A moment of silence stretches.
His jeans are drenched with blood, his complexion ghostly white.
I’m locked in the back seat of my brother’s car with this wounded strangerin control of my fate. And yet I’m not getting psychopath vibes—more like a person on the verge of a full-scale breakdown. I don’t trust him, but he doesn’t look like he knows what the hell he’s doing either.
Tag always says that my inherent trust in human beings will be my downfall one day, and maybe he’s right.
But I don’t get the sense that this guy wants to hurt me. He’s trying to survive.
And I suppose that’s the only thing we have in common right now.
I rake a hand through my tangled hair, my heart rate still in shambles. I should be running. I should be demanding he stop the car, blizzard be damned. But there’s something about the way he’s slumped against the door, hand gripping the wheel like it’s the only thing tethering him to this world.
I swallow the lump in my throat. “What were you stealing?”
The car swerves again, tipping me off-balance. Fear creeps up my windpipe, and I wonder if he’s going to lose consciousness before we make it someplace safe.
He steadies the vehicle, flicking me a glance in the mirror. “Does it matter?”
“Yes, it matters. Did you pull a gun on the clerk? Were you robbing the register?”
“No,” he forces out. “I don’t have any weapons. It was just a can of dog food. Fucking stupid.”
My gaze pans to a little tin can rolling around the floor of the passenger’s side.
A can of dog food?
“What’s your name?” he asks me, tone tentative.
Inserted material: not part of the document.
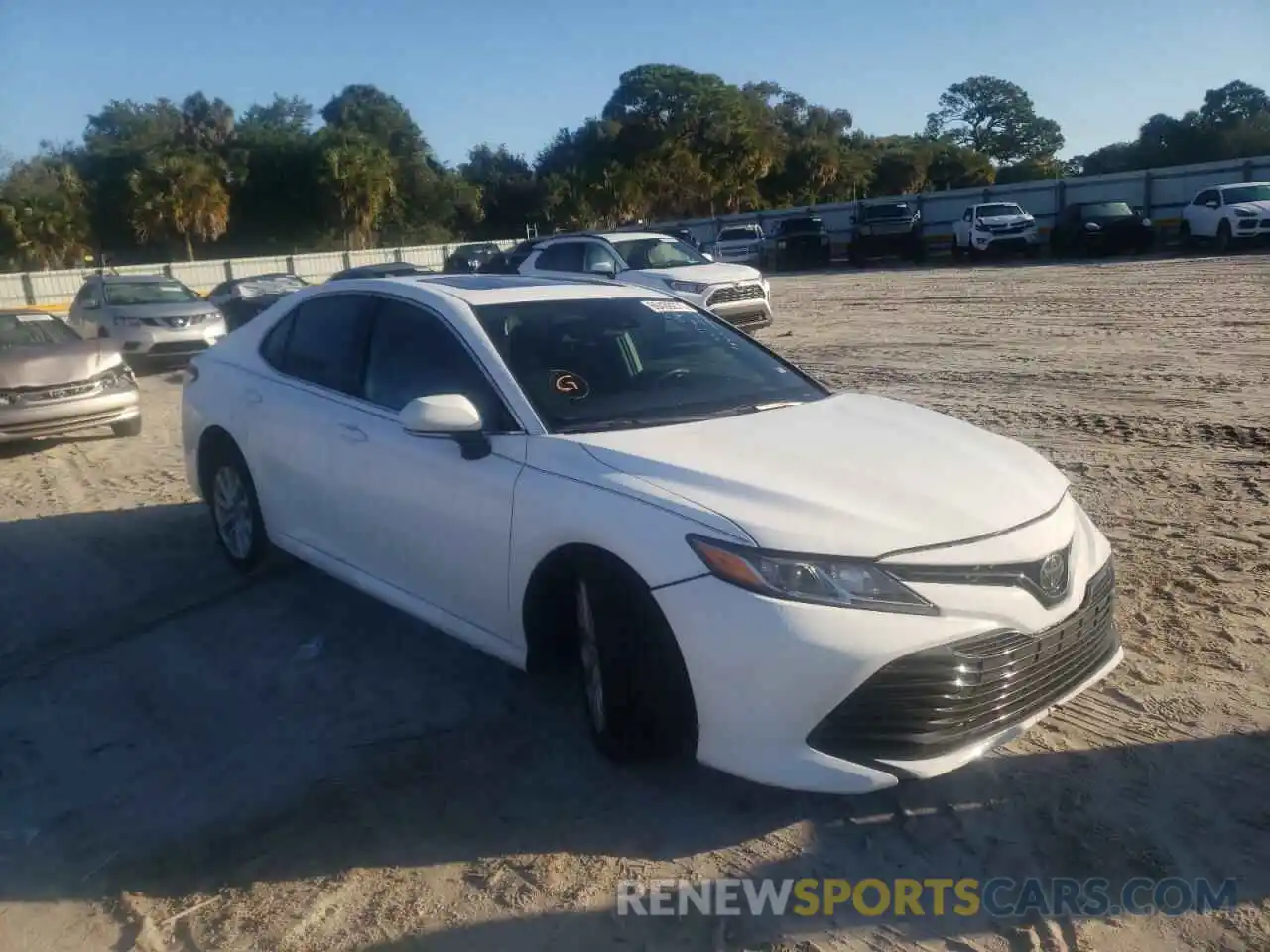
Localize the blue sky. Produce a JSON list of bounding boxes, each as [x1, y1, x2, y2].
[[0, 0, 1270, 162]]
I tap my feet in opposite time and wring my hands together in my lap. “You don’t need to know my name.”
He nods once. “Fair enough.” His profile is illuminated by dashboard light, his expression tortured.
When I sweep my eyes over him, taking in the way he’s gripping his thigh, trying to stop the bleeding, I spot the faint outline of ink etched into his forearm beneath his rolled-up sleeve.